UD may buy $1.6 million microscope

Researchers could explore uses for nanomaterials with microscope.

DAYTON — A microscope that could help researchers peer more deeply into the commercial product possibilities of nanomaterials is on the University of Dayton’s wish list.

The $1.6 million helium ion microscope would allow academic and corporate researchers to view high-resolution images of tiny nanomaterial structures.

That could help researchers gain better understanding of how those materials could be used in making new products for aerospace, medical products and other markets.

The Air Force Research Laboratory, which works with the University of Dayton Research Institute, would be interested if UD obtained it, said Joe Sciabica, the AFRL’s executive director.

“The potential for future collaboration with such an instrument certainly exists,” Sciabica said.

UD officials are considering applying in 2011 for federal funding to buy the microscope.

It would improve capacity to work with research partners as well as create educational opportunities for students, a key if the university is to persuade the National Science Foundation to provide federal funding, said Mary Connolly, the university’s coordinator of bio-research initiatives.
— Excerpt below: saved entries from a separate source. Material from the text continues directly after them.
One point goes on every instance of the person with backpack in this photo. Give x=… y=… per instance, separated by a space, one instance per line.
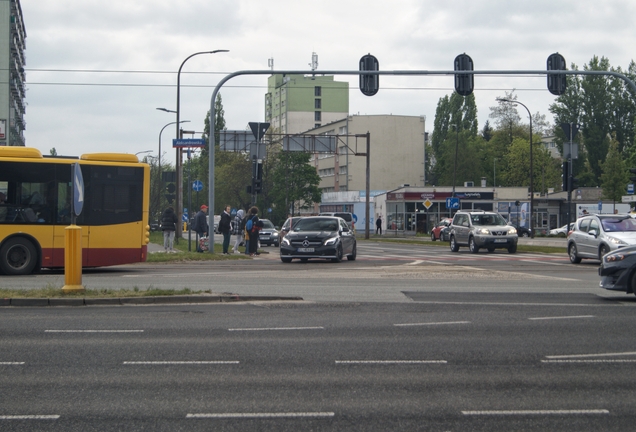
x=169 y=223
x=252 y=229
x=239 y=228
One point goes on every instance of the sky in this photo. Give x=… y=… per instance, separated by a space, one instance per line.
x=97 y=70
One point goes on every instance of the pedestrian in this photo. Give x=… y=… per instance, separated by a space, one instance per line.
x=225 y=228
x=238 y=230
x=169 y=226
x=378 y=225
x=252 y=228
x=200 y=225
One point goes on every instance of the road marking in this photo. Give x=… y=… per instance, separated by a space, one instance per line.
x=536 y=412
x=589 y=361
x=391 y=362
x=437 y=323
x=276 y=328
x=93 y=331
x=571 y=356
x=181 y=362
x=263 y=415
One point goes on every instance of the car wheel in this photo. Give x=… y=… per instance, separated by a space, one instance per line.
x=338 y=257
x=453 y=244
x=18 y=257
x=574 y=258
x=354 y=253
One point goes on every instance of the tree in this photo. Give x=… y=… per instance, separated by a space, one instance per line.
x=614 y=175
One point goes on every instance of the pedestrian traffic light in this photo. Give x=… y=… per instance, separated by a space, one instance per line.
x=565 y=176
x=557 y=83
x=464 y=83
x=369 y=84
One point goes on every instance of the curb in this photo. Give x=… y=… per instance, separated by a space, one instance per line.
x=122 y=301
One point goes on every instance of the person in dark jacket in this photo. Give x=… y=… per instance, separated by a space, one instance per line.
x=200 y=225
x=225 y=227
x=169 y=226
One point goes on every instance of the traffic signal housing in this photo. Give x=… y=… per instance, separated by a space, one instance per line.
x=369 y=84
x=464 y=83
x=557 y=83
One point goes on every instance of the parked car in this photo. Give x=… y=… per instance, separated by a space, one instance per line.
x=324 y=237
x=596 y=235
x=288 y=225
x=482 y=229
x=269 y=234
x=348 y=217
x=441 y=231
x=618 y=270
x=562 y=232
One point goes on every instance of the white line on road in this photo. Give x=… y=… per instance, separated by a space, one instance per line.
x=276 y=328
x=391 y=362
x=536 y=412
x=589 y=361
x=436 y=323
x=567 y=356
x=93 y=331
x=262 y=415
x=181 y=362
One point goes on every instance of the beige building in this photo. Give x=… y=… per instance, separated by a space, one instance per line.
x=396 y=153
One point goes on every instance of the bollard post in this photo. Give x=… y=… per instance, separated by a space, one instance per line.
x=73 y=259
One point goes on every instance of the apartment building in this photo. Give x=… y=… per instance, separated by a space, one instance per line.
x=12 y=75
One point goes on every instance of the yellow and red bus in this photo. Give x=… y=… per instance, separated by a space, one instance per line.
x=35 y=208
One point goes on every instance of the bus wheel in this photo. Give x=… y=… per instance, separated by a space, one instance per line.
x=18 y=257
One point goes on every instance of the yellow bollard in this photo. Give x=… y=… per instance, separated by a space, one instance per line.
x=73 y=259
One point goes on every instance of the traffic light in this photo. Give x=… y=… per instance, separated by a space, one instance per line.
x=464 y=83
x=369 y=84
x=556 y=83
x=170 y=179
x=565 y=176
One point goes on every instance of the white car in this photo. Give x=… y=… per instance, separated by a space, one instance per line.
x=561 y=231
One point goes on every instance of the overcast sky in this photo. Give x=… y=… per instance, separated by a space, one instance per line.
x=97 y=70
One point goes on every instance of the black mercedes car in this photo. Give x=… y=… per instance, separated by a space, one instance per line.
x=618 y=270
x=324 y=237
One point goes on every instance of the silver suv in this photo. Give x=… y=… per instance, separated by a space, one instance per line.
x=482 y=229
x=595 y=235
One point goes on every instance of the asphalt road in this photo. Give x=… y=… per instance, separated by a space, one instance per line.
x=531 y=362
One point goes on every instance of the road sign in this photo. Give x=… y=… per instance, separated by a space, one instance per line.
x=78 y=189
x=452 y=203
x=188 y=142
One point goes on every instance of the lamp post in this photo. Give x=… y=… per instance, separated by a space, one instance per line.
x=178 y=161
x=531 y=173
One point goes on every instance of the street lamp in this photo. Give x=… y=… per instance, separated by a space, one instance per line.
x=531 y=174
x=178 y=161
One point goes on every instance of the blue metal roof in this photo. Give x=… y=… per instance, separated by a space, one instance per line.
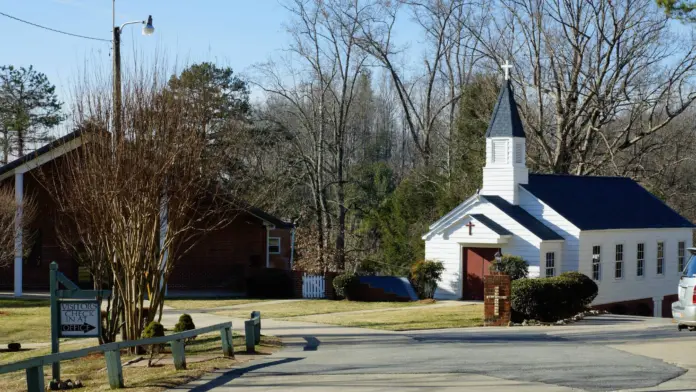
x=398 y=286
x=491 y=224
x=524 y=218
x=604 y=203
x=505 y=121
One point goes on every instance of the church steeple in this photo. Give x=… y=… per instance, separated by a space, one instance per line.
x=505 y=121
x=505 y=147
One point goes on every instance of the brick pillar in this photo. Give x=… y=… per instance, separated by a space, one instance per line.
x=497 y=289
x=297 y=283
x=328 y=284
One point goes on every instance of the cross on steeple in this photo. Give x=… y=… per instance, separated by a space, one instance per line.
x=506 y=67
x=470 y=226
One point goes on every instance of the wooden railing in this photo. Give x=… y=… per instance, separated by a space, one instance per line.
x=112 y=354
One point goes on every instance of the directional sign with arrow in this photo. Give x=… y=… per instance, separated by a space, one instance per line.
x=79 y=318
x=77 y=327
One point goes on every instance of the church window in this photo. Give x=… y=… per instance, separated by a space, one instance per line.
x=550 y=264
x=660 y=258
x=618 y=268
x=274 y=245
x=596 y=262
x=640 y=259
x=499 y=151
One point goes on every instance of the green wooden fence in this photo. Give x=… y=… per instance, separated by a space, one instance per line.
x=112 y=354
x=252 y=331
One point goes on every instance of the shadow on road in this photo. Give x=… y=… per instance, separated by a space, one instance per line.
x=224 y=378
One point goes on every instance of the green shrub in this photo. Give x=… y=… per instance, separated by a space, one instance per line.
x=587 y=288
x=185 y=323
x=514 y=266
x=551 y=299
x=343 y=284
x=152 y=330
x=424 y=276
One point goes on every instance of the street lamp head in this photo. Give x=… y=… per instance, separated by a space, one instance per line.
x=148 y=29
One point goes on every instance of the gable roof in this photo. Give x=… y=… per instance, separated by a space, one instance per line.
x=51 y=147
x=264 y=216
x=491 y=224
x=505 y=121
x=524 y=218
x=41 y=151
x=603 y=203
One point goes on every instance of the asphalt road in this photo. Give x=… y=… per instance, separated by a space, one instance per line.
x=477 y=359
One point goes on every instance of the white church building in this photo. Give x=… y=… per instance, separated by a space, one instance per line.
x=609 y=228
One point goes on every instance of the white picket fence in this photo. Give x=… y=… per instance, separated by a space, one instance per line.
x=313 y=286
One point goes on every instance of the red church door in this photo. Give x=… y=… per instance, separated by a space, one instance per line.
x=476 y=263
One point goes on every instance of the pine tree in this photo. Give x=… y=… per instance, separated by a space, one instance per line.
x=29 y=107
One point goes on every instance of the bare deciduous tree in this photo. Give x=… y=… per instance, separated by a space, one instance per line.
x=595 y=77
x=133 y=209
x=9 y=210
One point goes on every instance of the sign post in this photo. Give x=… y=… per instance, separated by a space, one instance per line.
x=54 y=319
x=75 y=313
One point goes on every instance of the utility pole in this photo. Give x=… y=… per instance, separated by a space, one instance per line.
x=117 y=134
x=148 y=29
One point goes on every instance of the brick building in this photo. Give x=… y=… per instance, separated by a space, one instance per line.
x=222 y=260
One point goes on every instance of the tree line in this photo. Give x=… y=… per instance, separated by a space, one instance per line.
x=364 y=141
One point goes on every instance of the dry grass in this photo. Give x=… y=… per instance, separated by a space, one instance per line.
x=207 y=303
x=24 y=321
x=91 y=370
x=405 y=319
x=317 y=306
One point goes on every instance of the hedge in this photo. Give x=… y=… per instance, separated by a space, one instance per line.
x=552 y=299
x=424 y=277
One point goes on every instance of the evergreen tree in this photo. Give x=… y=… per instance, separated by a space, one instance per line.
x=29 y=107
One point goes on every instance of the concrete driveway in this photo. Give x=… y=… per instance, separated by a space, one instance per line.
x=601 y=354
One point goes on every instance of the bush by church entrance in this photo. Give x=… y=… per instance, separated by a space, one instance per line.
x=552 y=299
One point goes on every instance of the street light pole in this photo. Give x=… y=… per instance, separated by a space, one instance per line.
x=116 y=136
x=148 y=29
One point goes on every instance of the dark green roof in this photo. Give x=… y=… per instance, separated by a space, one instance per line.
x=603 y=203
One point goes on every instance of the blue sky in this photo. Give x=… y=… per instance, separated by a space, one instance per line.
x=236 y=33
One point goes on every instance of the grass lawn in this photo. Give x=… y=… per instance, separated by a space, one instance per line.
x=207 y=303
x=24 y=321
x=91 y=370
x=28 y=321
x=314 y=306
x=403 y=320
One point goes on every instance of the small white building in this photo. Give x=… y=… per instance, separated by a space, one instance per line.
x=608 y=228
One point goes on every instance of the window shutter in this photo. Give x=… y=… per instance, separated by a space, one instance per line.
x=499 y=151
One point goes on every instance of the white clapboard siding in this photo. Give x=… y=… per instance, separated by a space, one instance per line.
x=554 y=221
x=313 y=286
x=446 y=246
x=630 y=286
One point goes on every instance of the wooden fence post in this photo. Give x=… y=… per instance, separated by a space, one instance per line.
x=256 y=316
x=227 y=345
x=114 y=372
x=35 y=381
x=179 y=354
x=249 y=336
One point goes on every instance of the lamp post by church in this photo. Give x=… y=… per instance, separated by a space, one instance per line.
x=506 y=67
x=148 y=29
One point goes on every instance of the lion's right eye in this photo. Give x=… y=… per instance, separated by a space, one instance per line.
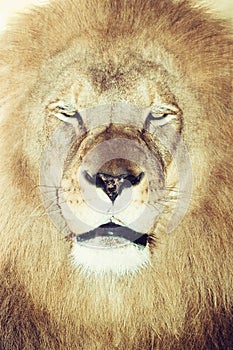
x=159 y=116
x=66 y=113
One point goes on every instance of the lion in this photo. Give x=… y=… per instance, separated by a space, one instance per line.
x=115 y=177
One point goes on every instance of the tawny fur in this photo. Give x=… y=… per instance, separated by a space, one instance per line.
x=183 y=300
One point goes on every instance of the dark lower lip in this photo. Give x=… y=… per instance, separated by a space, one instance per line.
x=113 y=230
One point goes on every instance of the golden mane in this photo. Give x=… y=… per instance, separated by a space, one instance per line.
x=183 y=299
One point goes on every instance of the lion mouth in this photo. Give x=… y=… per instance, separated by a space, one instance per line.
x=111 y=235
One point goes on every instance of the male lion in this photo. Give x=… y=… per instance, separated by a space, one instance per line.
x=113 y=113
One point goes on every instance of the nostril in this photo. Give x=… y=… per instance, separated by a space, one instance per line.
x=113 y=185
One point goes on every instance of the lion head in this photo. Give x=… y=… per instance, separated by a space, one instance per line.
x=115 y=178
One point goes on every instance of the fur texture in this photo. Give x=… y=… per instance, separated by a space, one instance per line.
x=95 y=52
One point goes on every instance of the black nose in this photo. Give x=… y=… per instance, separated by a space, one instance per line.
x=114 y=185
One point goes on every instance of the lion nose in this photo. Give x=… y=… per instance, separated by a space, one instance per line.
x=113 y=185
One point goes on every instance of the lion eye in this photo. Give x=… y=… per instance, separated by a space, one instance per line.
x=159 y=117
x=66 y=113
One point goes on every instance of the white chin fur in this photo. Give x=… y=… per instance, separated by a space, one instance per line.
x=120 y=261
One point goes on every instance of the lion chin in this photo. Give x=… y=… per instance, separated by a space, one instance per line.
x=115 y=177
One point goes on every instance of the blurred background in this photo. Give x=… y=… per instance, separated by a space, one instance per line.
x=7 y=7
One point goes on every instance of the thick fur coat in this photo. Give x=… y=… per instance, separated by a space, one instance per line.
x=183 y=299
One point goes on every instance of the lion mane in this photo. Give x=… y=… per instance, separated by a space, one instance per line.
x=183 y=298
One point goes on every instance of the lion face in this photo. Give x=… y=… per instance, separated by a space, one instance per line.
x=119 y=167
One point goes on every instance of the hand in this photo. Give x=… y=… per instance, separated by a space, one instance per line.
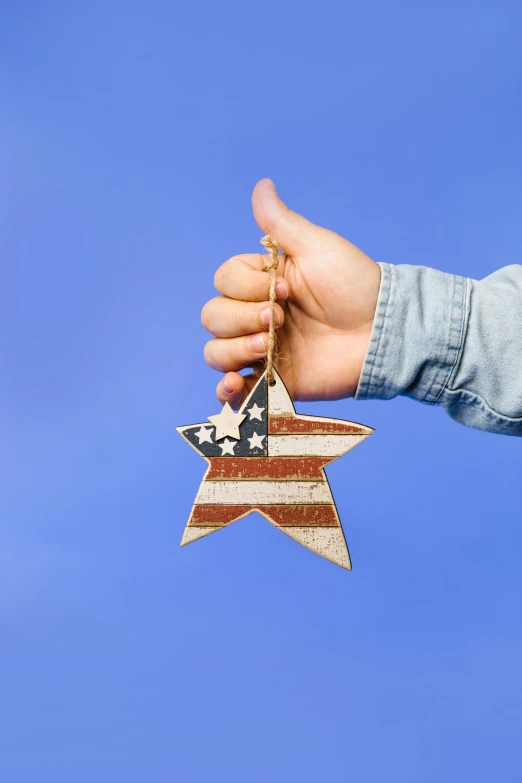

UD’s similar application to the National Science Foundation in 2009 was passed over.

At their tiny scale, nanomaterials exhibit unique properties that make them useful in the manufacture of new products.

The microscope could be used to do etching on nanostructures, which could further alter their properties as part of new manufacturing processes, said Gilbert Pacey, a senior research scientist at UDRI and the UD-led Institute for Development and Commercialization of Advanced Sensor Technology (IDCAST).